Author feedback and reviewer consensus

Between March 25 and March 29, authors will have a chance to submit feedback on their reviews. This is an opportunity to correct possible misunderstandings about the contents of the paper, or about previous work. Authors may point out aspects of the paper that you missed, or disagree with your review.

It is important to convey to the authors that their comments were read, even if they do not change the final evaluation of the paper. Therefore, please read each rebuttal carefully and keep an open mind. Do the authors’ comments make you change your mind about your review? Have you overlooked something? There is a separate box for reviewers to write responses to the author feedback. Please use this to let the authors know that you read and absorbed their rebuttal, and whether it swayed you one way or the other.

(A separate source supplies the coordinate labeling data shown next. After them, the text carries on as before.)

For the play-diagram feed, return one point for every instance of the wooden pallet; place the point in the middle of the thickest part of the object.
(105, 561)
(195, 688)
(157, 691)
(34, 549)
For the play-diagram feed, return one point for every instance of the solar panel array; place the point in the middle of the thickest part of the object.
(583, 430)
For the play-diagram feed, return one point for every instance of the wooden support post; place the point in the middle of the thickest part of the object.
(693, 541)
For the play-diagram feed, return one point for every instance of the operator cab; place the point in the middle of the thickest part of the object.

From March 18 to April 6, the area chairs will, where necessary, lead a discussion via the website and try to come to a consensus amongst the reviewers. The discussion will involve both marginal papers, trying to reach a decision on which side of the bar they should fall, and controversial papers, where the reviewers disagree. Many papers fall into these categories, and therefore this phase is a very important one. While engaging in the discussion, recall that different people have somewhat different points of view, and may come to different conclusions about a paper. It may be helpful to ask yourself “do the other reviewers’ comments make sense?”, and “should I change my mind given what the others are saying?” Reviewer consensus is valuable, but is not mandatory. If the reviewers do come to a consensus, the program committee takes it very seriously; only rarely is a unanimous recommendation overruled. However, we do not require conformity: if you think the other reviewers are not correct, you are not required to change your mind.

Conflicts of interest

In reviewing, you may accidentally discover the identity of the authors. If this happens, please contact your area chair immediately.


Again, we thank you for your help so far and in the future. Your carefully considered input is crucial to the success of the conference.